Scaffold-based molecular searching, a well-established strategy in medicinal chemistry, focuses on preserving the core structural motif of a bioactive compound while exploring variations around it to identify new molecules with retained or improved function. Drawing inspiration from this concept, I employed an analogous approach for aptamer discovery by leveraging a known functional sequence as a structural scaffold. In this design, a randomized library is strategically inserted within the predefined aptamer framework, enabling the exploration of sequence diversity while maintaining key structural features required for target binding. This strategy accelerates the identification of high-affinity aptamers for specific targets by constraining the search space to functionally relevant configurations, thereby combining the efficiency of scaffold-guided design with the versatility of combinatorial selection.

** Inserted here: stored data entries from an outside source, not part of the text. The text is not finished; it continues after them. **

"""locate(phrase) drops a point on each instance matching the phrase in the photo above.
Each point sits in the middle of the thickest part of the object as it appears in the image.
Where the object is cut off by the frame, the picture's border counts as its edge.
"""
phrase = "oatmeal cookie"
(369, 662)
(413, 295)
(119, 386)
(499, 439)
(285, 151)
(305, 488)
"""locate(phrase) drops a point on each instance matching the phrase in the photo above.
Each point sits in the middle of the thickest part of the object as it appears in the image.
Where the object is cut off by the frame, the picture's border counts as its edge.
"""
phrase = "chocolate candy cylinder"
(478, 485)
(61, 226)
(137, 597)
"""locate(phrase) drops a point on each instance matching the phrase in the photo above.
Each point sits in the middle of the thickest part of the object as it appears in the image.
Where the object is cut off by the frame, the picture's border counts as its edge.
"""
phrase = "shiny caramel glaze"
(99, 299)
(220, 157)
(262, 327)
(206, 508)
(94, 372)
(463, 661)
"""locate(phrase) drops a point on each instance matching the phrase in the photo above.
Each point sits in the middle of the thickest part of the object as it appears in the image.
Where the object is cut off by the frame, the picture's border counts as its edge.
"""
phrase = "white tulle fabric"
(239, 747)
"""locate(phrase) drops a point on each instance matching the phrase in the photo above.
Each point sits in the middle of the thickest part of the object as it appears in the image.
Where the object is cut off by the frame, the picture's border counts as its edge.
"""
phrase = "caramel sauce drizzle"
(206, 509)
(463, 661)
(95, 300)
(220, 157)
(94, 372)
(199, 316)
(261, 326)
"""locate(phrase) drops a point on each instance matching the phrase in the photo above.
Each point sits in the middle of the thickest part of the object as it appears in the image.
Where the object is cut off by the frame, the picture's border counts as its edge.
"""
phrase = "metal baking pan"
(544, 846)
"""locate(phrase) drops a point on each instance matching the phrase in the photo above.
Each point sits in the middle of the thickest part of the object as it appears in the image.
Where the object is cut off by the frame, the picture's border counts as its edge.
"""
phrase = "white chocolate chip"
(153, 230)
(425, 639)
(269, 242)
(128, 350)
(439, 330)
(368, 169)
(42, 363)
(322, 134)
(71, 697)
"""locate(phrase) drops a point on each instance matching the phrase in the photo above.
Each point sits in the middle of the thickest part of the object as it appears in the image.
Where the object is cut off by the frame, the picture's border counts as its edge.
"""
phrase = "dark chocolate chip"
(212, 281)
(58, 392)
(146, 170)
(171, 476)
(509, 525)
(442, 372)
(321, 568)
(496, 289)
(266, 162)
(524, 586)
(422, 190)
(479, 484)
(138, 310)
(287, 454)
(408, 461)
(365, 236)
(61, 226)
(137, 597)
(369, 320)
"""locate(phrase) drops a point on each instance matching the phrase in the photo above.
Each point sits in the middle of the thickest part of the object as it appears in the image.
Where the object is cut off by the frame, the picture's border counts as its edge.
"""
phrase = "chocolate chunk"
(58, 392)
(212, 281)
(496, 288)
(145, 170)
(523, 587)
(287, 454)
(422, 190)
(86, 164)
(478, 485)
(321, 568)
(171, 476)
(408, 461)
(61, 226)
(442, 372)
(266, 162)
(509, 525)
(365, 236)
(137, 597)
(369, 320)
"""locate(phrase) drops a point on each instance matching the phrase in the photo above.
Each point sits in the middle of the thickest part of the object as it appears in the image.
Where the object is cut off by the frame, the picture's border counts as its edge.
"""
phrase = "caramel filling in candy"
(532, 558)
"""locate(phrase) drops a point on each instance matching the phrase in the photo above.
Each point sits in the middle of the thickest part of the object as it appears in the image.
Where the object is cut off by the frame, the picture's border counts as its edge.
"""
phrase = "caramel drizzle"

DAMPA, a metabolite of MTX generated by the rescue enzyme carboxypeptidase G2, closely resembles MTX, which leads to cross-reactivity with existing MTX aptamers and therefore limits their use in CPG2-assisted therapy monitoring. Rather than viewing this cross-reactivity as a failure of specificity, I approached it from a different perspective—from the lens of Wabi-Sabi—where beauty and utility can be found in imperfection. In this context, aptamer cross-reactivity is not inherently a problem; it is a property. The key is how we use it. By identifying a DAMPA-specific aptamer and pairing it with a cross-reactive MTX/DAMPA counterpart, I developed a differential sensing strategy that uses mathematical deconvolution to resolve the concentration of each molecule.